All the Levites whom Moses, Aaron, and the chieftains of Israel recorded by the clans of their ancestral houses, from the age of thirty years up to the age of fifty, all who were subject to duties of service and porterage relating to the Tent of Meeting–those recorded came to 8,580. Each one was given responsibility for his service and porterage at the command of the LORD through Moses, and each was recorded as the LORD had commanded Moses. (Bamidbar 4:46-49)
I’ve often joked that “Jews don’t camp, 40 years in the desert was enough.” And here the Israelites are Ba-midbar, in the wilderness, or desert, on a huge trek on their way to the Promised Land, a campout they soon learn will last another 38 years.

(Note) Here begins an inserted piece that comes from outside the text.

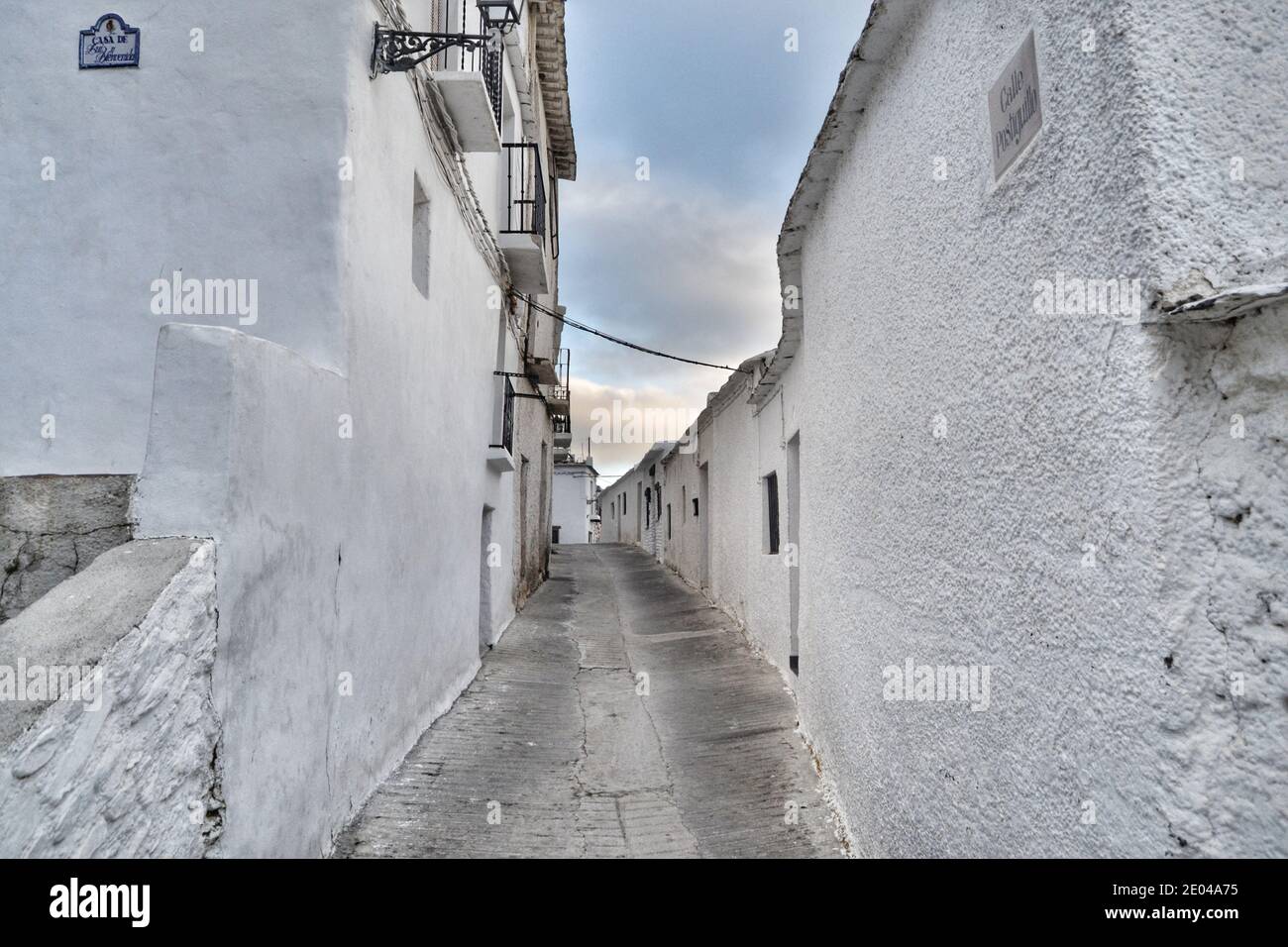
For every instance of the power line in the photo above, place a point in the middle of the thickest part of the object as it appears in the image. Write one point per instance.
(584, 328)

In 2019, I was honored to serve as a chaplain at the World Scout Jamboree in 2019, where I saw what an enormous undertaking it was, and the tremendous amount of planning and organization that was done. Yes, there were a few glitches, but it was amazing how things managed to move so smoothly, and how many people were moved from once place to another. This involved way more logistics involved than the average troop campout, so imagine the idea of hundreds of thousands of Israelites in the wilderness doing this, but without the computers, smartphones and technology we have today.

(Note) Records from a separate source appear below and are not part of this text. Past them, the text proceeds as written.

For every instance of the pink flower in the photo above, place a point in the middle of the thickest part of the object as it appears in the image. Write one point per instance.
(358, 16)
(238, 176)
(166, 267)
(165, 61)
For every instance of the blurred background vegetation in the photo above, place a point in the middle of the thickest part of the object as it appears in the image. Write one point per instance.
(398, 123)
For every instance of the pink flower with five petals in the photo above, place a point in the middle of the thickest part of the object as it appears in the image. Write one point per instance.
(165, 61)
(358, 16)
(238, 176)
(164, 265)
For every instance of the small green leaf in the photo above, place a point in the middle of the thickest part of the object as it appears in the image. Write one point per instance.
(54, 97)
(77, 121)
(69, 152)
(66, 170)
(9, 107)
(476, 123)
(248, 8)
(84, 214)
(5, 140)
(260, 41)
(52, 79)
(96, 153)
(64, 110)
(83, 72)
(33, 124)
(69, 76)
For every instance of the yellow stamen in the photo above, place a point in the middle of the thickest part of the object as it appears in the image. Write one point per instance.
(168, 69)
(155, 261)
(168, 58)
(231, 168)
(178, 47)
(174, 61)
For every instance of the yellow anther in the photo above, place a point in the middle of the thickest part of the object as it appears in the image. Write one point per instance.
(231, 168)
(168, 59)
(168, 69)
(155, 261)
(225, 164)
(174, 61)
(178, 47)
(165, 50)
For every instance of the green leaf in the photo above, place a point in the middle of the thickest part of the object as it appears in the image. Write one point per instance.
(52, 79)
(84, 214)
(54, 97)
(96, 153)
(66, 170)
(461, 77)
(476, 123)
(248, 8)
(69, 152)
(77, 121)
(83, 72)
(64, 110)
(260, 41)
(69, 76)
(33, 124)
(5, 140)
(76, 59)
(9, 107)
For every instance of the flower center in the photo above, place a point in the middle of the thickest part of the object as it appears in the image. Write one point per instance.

Parshat Naso begins with instructions for the Levites of the Gershon and Merari clans who assist the kohanim with the porterage, assembly, and disassembly of the Mishkan, the sanctuary in the wilderness. I think the Mishkan might just be the first-ever Eagle project; donations needed to be solicited, all kinds of things needed to built and created out of a variety of materials, and everyone needed to participate.
Naso tells us that each of the three “troops” of Levites were responsible for different tasks, which were specifically spelled out.
We can look at parashat Naso as a huge campout or Klondike, and consider the process that we, as Scouts, go through when planning a troop, crew or other outing. Duty rosters? Check. Gear needs to be transported, tents and cooking equipment need to be set up, taken down, cleaned and stowed, and everyone has to pitch in (pun intended). God created task lists, and each of the groups had specific duties. This ensured that things were done properly, and that no one was fighting over a task, and everything followed a schedule and instructions. Each Levite learned his job, and since the period of service for a Levite was between the ages of 30 and 50, each had to pass his knowledge to and train the next generation.
In our Scouting and “regular” lives, how do we relate to an ancient text like this? What can we learn from them? Parshat Naso teaches us the importance of dividing and assigning tasks in order for projects to go smoothly, and the importance of making sure to do things properly the first time. As a youth-led organization, Scouts BSA teaches scouts to be mentors, to work together as a team, and to take pride in a job well done.
Scouts and Jews are expected to behave in ways that bring honor to themselves and the community, and both the Torah and the 12 Points of the Scout Law are the trails we follow to become strong examples to the world.
May the Supreme Scoutmaster bless you and protect you! May God deal kindly and graciously with you! May God’s face always be turned towards you, and may the Holy One of Blessing give you peace! Shabbat Shalom.